Facteur – Non mais ça ne va pas ?
Locataire – Ça n’a pas explosé…
Facteur – Non…
Ils se penchent tous les deux pour examiner le paquet.
Facteur – Ah, oui… C’était bien une pendule… Mais je ne vois pas de bombe…
Locataire – Non, c’est bizarre…
Facteur – Mais j’y pense, c’est qui l’envoyeur ?
Locataire – L’envoyeur ?
Facteur – En principe, c’est marqué sur l’accusé de réception !
Locataire – Ah oui…
Le facteur regarde le reçu.
Facteur – Ça vient de Suisse… C’est curieux…
Locataire – Oui, c’est sûrement le pays au monde qui compte le moins de terroristes…

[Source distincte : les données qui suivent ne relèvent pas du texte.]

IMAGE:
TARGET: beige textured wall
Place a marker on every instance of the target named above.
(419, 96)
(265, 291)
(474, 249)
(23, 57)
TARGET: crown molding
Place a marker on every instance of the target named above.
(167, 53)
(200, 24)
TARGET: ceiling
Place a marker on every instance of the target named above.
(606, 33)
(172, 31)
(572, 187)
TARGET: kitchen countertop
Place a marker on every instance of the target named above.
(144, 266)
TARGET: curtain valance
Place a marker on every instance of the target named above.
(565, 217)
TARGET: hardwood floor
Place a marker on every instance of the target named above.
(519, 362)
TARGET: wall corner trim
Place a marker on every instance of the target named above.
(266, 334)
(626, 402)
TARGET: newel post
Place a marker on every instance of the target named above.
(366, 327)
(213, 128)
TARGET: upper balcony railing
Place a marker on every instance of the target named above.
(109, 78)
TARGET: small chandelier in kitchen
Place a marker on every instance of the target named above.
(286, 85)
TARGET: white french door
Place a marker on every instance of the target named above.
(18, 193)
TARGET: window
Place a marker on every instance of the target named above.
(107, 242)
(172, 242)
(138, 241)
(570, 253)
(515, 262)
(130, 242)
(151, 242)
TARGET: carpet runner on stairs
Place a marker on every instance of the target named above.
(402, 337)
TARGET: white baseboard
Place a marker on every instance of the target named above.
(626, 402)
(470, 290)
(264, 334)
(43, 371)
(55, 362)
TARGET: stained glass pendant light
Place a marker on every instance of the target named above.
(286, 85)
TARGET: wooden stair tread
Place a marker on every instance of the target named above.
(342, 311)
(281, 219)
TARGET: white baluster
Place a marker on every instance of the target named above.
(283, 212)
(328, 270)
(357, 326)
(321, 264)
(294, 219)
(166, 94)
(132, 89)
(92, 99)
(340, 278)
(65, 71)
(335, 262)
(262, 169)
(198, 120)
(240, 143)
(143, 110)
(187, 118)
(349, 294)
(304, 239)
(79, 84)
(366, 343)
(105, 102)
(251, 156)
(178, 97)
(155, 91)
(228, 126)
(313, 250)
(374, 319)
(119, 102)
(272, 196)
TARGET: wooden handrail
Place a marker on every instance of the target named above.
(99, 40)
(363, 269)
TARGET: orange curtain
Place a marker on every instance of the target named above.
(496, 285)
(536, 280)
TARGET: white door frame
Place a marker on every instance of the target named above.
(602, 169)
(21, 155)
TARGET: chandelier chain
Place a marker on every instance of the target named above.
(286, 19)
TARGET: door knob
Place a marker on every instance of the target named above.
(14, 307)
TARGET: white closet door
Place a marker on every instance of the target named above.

Facteur – Madame Mansard… Vous connaissez ?
Locataire – C’est ma belle-mère.
Le facteur fouille dans les décombres du paquet.
Facteur – Regardez… Il y a une lettre de revendication…
Il tend la feuille à l’autre qui la lit.
Locataire – Bon anniversaire mon chéri… C’est pour l’anniversaire de son fils.
Facteur – Son fils ?
Locataire – Mon mari !
Facteur – Une pendule… C’est un drôle de cadeau, pour un anniversaire, non ?
Locataire – Mon beau-père est horloger.
Facteur – Et ça ne vous a pas mis la puce à l’oreille ? Je veux dire quand vous avez entendu le tic-tac…
Ils contemplent tous les deux les restes défoncés du paquet.
Facteur – C’est votre mari qui va être content… Ça va lui faire quel âge, au fait ?
Locataire – On dirait que ça sent quand même un peu la poudre, non ?
Facteur – Je dirais plutôt le chocolat…
Locataire – Ah, oui, regardez, il y avait aussi des chocolats avec. (Elle prend la boîte défoncée, et la tend au facteur.) Vous en voulez un ?
Facteur – Et si ils étaient empoisonnés ?
Ils échangent un regard perplexe.
Noir.

Toute représentation, gratuite ou payante, doit être autorisée par la SACD.